Australian skipper Michael Clarke was candid in his assessment of his side's eight-wicket defeat against India in the Chennai Test.
The visitors were outplayed on a turning pitch where R Ashwin bagged 12 wickets and MS Dhoni scored an outstanding double hundred. Virat Kohli's fourth hundred only added to Australia's misery. However, despite all the talk of how much the pitch aided the Indian spinners, Clarke was not the one to use that as an excuse for a poor performance.
"I don't think we bowled well enough in our first innings, and we certainly didn't bat well enough in our second innings," Clarke said after the Test finished inside the first session on Day 5.
The Aussie skipper, who scored a gritty hundred in the first innings to help Australia post a healthy 380, did not believe he had missed a trick by not including a second specialist spinner in the team - India looked vulnerable at one point on Day 3 when Nathan Lyon got the ball to turn sharply off the pitch and even removed Sachin Tendulkar. But the lack of back-up for the off-spinner allowed the hosts to build on a brilliant partnership between Dhoni and Kohli, a stand that took the game away from the Aussies.

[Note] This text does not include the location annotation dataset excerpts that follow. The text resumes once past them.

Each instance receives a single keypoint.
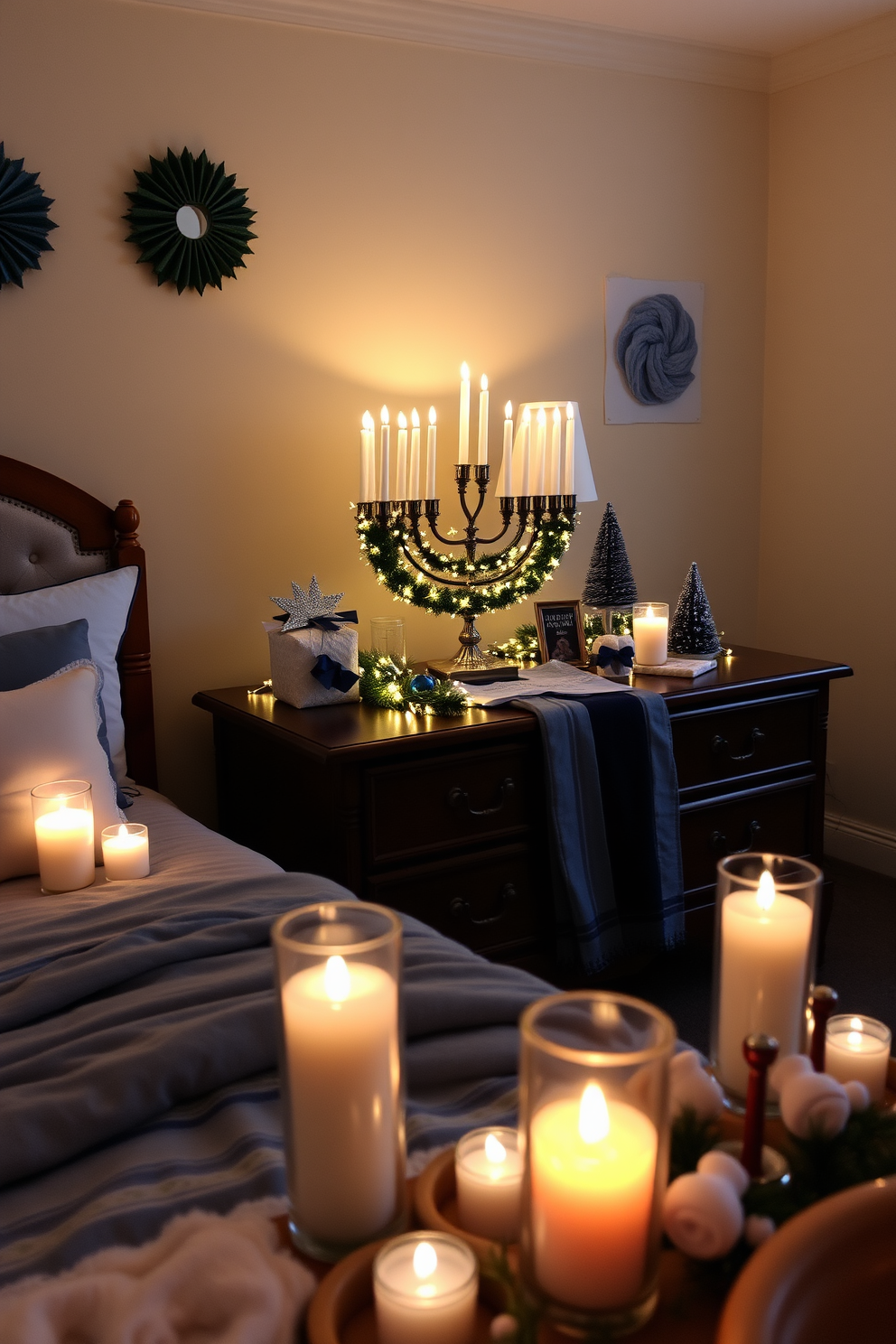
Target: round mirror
(191, 220)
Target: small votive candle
(425, 1288)
(126, 851)
(488, 1170)
(63, 832)
(857, 1050)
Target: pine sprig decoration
(610, 581)
(386, 685)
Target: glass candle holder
(488, 1172)
(126, 851)
(63, 832)
(594, 1115)
(764, 955)
(650, 633)
(339, 969)
(857, 1049)
(425, 1289)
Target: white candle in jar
(488, 1171)
(65, 848)
(593, 1170)
(425, 1289)
(650, 638)
(341, 1029)
(857, 1050)
(763, 975)
(126, 853)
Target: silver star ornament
(303, 605)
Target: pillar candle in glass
(126, 851)
(857, 1049)
(425, 1289)
(339, 974)
(63, 831)
(594, 1090)
(650, 630)
(764, 953)
(488, 1172)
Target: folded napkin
(206, 1278)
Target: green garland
(382, 547)
(386, 685)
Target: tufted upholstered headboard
(51, 532)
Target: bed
(137, 1021)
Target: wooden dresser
(443, 818)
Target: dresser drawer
(441, 804)
(714, 746)
(485, 902)
(777, 821)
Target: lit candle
(400, 459)
(414, 488)
(568, 456)
(857, 1050)
(463, 432)
(341, 1049)
(126, 853)
(385, 448)
(593, 1170)
(369, 459)
(425, 1288)
(505, 477)
(650, 630)
(482, 446)
(488, 1171)
(762, 979)
(65, 848)
(430, 456)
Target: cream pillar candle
(650, 630)
(593, 1171)
(425, 1289)
(488, 1171)
(766, 939)
(126, 853)
(857, 1050)
(341, 1049)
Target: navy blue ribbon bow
(332, 674)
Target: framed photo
(560, 633)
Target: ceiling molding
(840, 51)
(508, 33)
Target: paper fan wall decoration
(24, 220)
(190, 220)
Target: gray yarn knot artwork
(656, 350)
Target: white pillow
(49, 732)
(104, 601)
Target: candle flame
(495, 1149)
(425, 1260)
(594, 1117)
(766, 894)
(336, 980)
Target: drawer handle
(460, 909)
(720, 745)
(458, 798)
(719, 840)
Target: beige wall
(829, 467)
(415, 207)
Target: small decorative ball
(758, 1228)
(703, 1215)
(694, 1087)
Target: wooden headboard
(110, 535)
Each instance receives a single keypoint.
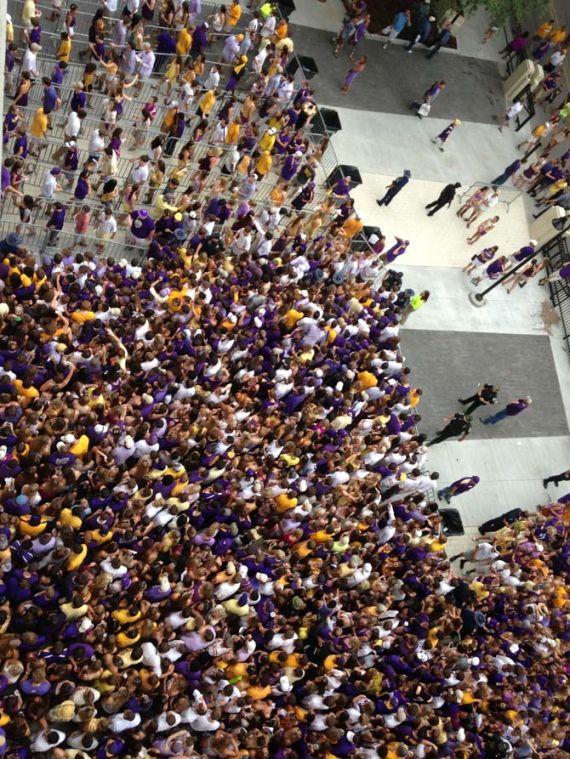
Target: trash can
(331, 121)
(360, 242)
(303, 65)
(344, 170)
(286, 8)
(451, 522)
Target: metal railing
(328, 162)
(557, 254)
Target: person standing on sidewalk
(510, 170)
(511, 113)
(486, 395)
(441, 40)
(511, 409)
(400, 22)
(458, 425)
(442, 137)
(357, 68)
(458, 487)
(420, 31)
(393, 189)
(557, 479)
(416, 302)
(446, 197)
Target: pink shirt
(82, 222)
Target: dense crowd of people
(217, 535)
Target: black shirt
(488, 394)
(458, 425)
(447, 194)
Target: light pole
(562, 225)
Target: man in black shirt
(458, 424)
(445, 197)
(486, 395)
(492, 525)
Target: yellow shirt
(352, 226)
(80, 317)
(64, 51)
(184, 42)
(264, 164)
(290, 460)
(80, 447)
(234, 14)
(292, 317)
(278, 195)
(256, 692)
(124, 617)
(39, 124)
(207, 102)
(27, 392)
(284, 503)
(30, 529)
(160, 205)
(77, 559)
(232, 133)
(544, 30)
(320, 536)
(267, 142)
(281, 30)
(367, 379)
(124, 640)
(68, 519)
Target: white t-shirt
(73, 125)
(108, 225)
(50, 183)
(140, 173)
(515, 109)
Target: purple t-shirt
(57, 219)
(516, 407)
(142, 227)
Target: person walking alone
(486, 395)
(458, 487)
(393, 189)
(357, 68)
(557, 479)
(442, 137)
(416, 302)
(511, 409)
(445, 198)
(441, 40)
(400, 22)
(423, 106)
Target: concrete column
(3, 11)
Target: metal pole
(478, 299)
(3, 12)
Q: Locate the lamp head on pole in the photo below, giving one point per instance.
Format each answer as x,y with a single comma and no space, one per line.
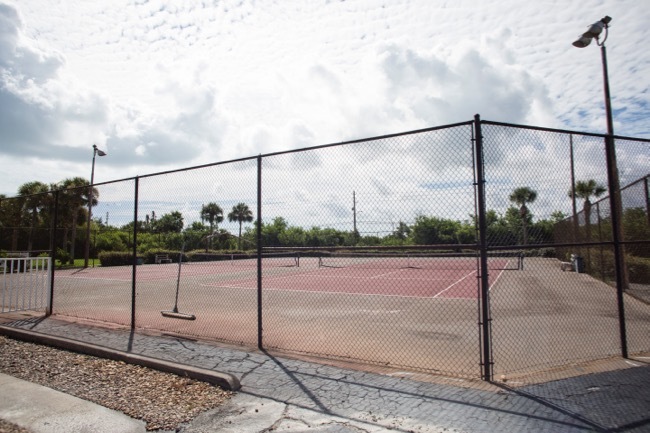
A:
98,151
594,32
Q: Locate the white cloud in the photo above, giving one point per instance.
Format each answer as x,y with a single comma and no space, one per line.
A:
162,85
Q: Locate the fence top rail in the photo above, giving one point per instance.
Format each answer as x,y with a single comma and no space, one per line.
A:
342,143
563,131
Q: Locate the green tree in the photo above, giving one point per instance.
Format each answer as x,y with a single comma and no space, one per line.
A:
36,201
523,196
434,230
213,214
240,213
73,202
585,190
170,223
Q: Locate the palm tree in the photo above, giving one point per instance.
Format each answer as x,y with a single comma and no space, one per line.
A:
240,213
36,200
75,202
523,196
213,214
585,189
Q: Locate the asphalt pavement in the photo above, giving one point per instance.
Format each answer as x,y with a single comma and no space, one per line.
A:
281,394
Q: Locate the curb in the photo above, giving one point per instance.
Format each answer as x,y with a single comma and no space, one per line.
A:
224,380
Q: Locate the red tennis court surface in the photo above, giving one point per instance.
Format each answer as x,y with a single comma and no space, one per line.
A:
449,282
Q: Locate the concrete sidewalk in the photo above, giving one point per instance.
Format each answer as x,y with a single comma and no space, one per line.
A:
44,410
295,396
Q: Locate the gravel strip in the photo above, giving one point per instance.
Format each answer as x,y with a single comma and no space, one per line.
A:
164,401
7,427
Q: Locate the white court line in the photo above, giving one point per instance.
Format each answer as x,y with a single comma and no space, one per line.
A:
440,293
330,292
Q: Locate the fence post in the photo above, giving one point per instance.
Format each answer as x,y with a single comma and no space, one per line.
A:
260,344
135,250
647,199
616,215
55,223
484,319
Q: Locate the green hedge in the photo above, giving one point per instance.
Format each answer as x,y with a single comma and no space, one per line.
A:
116,258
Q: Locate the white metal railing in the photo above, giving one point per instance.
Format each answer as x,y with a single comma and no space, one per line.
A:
26,283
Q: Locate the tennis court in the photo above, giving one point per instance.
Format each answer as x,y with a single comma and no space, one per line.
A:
400,312
413,312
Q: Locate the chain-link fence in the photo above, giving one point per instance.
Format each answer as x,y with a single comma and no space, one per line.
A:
474,249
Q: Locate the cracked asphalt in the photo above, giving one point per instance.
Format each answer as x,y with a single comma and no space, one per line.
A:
288,395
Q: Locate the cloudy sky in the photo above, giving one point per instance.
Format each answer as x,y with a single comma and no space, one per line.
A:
161,84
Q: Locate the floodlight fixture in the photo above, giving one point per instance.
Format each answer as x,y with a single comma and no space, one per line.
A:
594,33
96,151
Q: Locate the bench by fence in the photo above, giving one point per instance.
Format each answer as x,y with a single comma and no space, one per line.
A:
162,258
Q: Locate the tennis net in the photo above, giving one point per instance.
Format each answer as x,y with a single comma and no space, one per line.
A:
420,260
282,259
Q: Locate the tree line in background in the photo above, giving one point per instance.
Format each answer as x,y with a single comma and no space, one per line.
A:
33,209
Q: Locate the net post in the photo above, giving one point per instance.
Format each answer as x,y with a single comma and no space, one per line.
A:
135,251
55,223
260,344
485,320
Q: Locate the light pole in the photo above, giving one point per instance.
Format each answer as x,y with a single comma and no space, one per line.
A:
594,32
96,152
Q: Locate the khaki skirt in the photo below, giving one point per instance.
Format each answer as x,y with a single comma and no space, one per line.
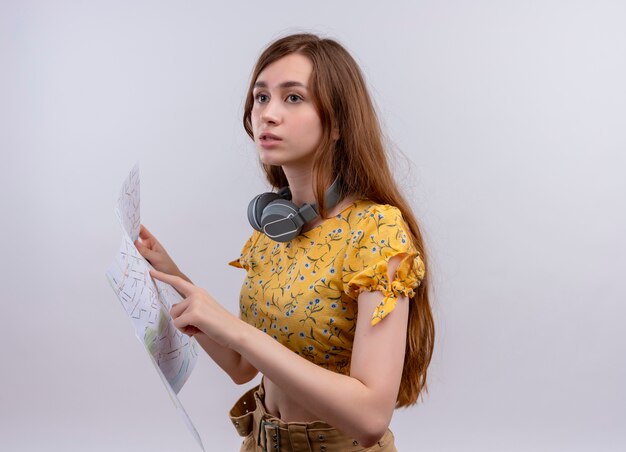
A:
263,432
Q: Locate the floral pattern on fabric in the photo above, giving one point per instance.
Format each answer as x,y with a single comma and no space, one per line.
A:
304,292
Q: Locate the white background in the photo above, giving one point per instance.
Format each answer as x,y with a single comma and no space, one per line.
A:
512,116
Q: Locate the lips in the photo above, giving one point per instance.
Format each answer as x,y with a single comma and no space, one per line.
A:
265,136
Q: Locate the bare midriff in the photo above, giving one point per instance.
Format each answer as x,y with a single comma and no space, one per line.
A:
280,405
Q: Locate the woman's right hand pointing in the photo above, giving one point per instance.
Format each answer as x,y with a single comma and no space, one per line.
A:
150,248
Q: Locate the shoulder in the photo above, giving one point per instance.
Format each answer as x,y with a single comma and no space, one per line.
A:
368,217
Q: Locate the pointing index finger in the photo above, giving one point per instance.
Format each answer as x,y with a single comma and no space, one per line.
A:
178,283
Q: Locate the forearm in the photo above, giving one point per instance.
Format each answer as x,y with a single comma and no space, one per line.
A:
231,362
237,368
340,400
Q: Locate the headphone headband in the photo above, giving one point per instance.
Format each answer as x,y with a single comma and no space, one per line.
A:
281,220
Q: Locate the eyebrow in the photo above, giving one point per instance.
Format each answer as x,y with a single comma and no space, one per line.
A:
288,84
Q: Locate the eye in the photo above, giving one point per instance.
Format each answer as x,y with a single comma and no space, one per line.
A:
261,98
294,98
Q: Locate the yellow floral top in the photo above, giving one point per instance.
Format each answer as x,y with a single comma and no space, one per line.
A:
303,292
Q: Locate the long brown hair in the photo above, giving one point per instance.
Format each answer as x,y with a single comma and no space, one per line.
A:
358,158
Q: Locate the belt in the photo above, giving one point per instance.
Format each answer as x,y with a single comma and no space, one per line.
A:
273,435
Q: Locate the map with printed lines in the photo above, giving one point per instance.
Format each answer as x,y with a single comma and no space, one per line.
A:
147,302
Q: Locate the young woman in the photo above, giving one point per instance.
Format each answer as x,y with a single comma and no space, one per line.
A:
336,315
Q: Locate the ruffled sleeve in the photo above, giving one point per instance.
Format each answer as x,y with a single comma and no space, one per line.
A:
379,235
244,257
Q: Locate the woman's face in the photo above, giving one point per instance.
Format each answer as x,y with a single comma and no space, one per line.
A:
285,123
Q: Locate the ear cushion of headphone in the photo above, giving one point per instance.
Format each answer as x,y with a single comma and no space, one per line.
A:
256,207
280,220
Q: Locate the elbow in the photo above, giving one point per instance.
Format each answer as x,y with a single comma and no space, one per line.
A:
243,376
372,432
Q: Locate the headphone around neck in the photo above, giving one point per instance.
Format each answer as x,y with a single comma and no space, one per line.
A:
280,219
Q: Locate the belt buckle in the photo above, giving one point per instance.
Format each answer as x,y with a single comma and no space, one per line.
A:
276,436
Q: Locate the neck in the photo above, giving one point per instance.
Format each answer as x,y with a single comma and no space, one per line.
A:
301,186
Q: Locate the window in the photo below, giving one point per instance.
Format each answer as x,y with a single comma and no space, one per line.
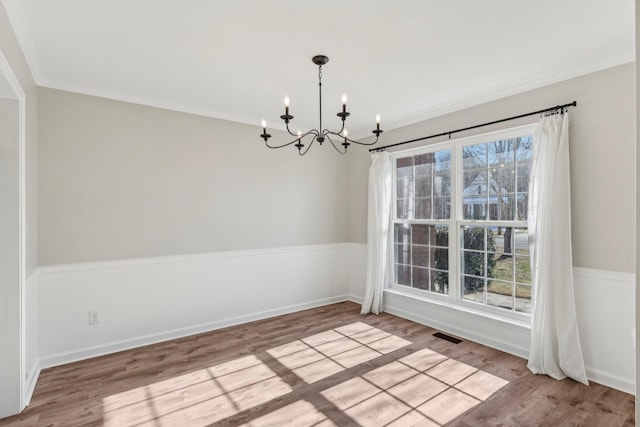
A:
460,221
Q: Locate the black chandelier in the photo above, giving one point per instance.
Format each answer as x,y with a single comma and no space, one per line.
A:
319,134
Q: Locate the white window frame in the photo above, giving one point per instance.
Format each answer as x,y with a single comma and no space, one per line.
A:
454,297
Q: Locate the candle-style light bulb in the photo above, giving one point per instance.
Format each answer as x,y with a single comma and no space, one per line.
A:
286,105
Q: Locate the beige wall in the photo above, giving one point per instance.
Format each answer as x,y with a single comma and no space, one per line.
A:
120,180
603,164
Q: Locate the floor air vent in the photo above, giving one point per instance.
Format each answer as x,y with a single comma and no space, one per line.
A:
447,337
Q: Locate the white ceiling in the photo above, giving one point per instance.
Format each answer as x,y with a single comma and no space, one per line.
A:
406,59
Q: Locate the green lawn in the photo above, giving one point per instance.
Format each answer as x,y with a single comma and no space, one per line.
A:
504,269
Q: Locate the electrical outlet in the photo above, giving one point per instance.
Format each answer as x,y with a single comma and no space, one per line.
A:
94,317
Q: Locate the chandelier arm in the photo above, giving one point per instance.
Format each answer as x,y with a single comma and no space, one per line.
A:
280,146
334,144
302,153
327,132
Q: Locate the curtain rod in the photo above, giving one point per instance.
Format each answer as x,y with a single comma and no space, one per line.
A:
545,110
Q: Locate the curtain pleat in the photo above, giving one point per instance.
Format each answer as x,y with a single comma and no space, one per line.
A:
379,212
555,343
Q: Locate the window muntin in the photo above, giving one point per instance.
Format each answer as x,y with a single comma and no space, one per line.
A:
460,218
423,186
421,256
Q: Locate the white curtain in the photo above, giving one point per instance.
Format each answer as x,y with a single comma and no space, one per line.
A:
555,344
377,231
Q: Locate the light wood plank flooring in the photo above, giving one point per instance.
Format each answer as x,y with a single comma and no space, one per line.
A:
328,366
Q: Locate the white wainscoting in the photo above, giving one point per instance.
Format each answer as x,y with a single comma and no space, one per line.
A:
143,301
605,304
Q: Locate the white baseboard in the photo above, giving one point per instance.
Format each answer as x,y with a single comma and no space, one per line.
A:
112,347
456,328
30,384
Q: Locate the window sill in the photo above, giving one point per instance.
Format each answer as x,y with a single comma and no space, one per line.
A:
444,301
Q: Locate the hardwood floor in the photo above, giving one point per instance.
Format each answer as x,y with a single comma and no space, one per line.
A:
321,367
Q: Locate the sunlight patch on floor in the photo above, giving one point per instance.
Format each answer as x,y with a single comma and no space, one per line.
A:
327,353
424,388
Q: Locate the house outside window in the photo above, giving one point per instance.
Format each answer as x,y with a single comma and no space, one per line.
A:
460,222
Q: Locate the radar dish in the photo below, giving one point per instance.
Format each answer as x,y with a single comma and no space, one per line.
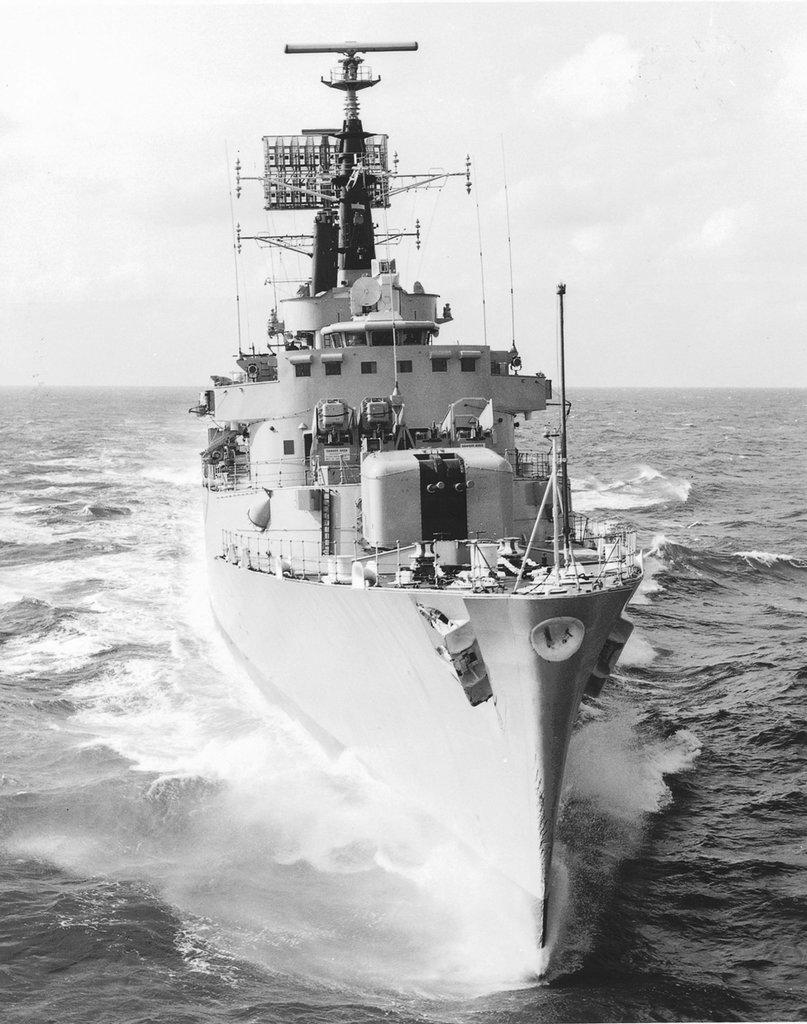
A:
365,292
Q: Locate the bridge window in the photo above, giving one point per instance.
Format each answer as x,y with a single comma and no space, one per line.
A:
412,336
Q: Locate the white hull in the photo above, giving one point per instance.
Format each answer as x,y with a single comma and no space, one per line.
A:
362,666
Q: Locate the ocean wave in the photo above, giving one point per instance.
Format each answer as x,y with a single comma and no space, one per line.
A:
638,652
104,511
647,487
720,565
770,558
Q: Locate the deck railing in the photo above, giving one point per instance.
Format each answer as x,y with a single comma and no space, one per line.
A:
529,464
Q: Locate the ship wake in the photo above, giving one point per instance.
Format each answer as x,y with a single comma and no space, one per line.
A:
175,772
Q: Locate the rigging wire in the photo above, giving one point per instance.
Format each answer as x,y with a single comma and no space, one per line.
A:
509,244
392,310
481,263
235,245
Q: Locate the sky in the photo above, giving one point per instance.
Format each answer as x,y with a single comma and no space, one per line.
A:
653,155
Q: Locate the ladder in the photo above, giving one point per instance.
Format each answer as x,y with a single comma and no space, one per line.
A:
326,522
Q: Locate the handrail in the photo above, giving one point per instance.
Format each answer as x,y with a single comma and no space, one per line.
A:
534,465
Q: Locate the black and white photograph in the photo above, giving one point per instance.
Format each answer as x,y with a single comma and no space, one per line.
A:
402,512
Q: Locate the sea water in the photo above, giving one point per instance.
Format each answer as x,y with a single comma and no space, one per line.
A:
175,848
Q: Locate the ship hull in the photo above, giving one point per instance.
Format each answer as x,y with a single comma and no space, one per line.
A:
365,668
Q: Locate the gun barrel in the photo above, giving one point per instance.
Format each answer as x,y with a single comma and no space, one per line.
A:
347,47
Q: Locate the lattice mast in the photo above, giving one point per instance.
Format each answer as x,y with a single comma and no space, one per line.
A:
354,180
342,174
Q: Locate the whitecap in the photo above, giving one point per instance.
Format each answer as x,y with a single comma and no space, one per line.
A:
646,487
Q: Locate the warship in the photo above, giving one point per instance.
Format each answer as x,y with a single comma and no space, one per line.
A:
381,554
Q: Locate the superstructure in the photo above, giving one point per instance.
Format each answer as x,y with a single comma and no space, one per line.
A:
380,552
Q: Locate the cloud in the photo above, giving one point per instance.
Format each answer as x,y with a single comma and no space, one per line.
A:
595,83
716,232
789,101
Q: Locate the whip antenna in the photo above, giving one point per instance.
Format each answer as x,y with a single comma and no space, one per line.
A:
481,267
509,245
561,291
235,247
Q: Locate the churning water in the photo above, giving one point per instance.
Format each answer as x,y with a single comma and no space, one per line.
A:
174,848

"It's not just about selection. It's about how you perform." said Clarke.
"There were areas in the Indian team we didn't attack enough," explained Clarke, adding, "If we'd got 150 or 200 on the board (in the second innings), we might have been able to expose, or at least see how they played on a deteriorating wicket."
Clarke was gracious enough to accept that India were the better team, saying the hosts played outstanding cricket and they deserved the victory.
"A lot of credit has to go to India," said Clarke.
Besides the skipper himself and debutante Moises Henriques, who scored 68 and 81 not out, the other batsmen failed and that did seem to bother Clarke but he was still not convinced about a change in the batting order.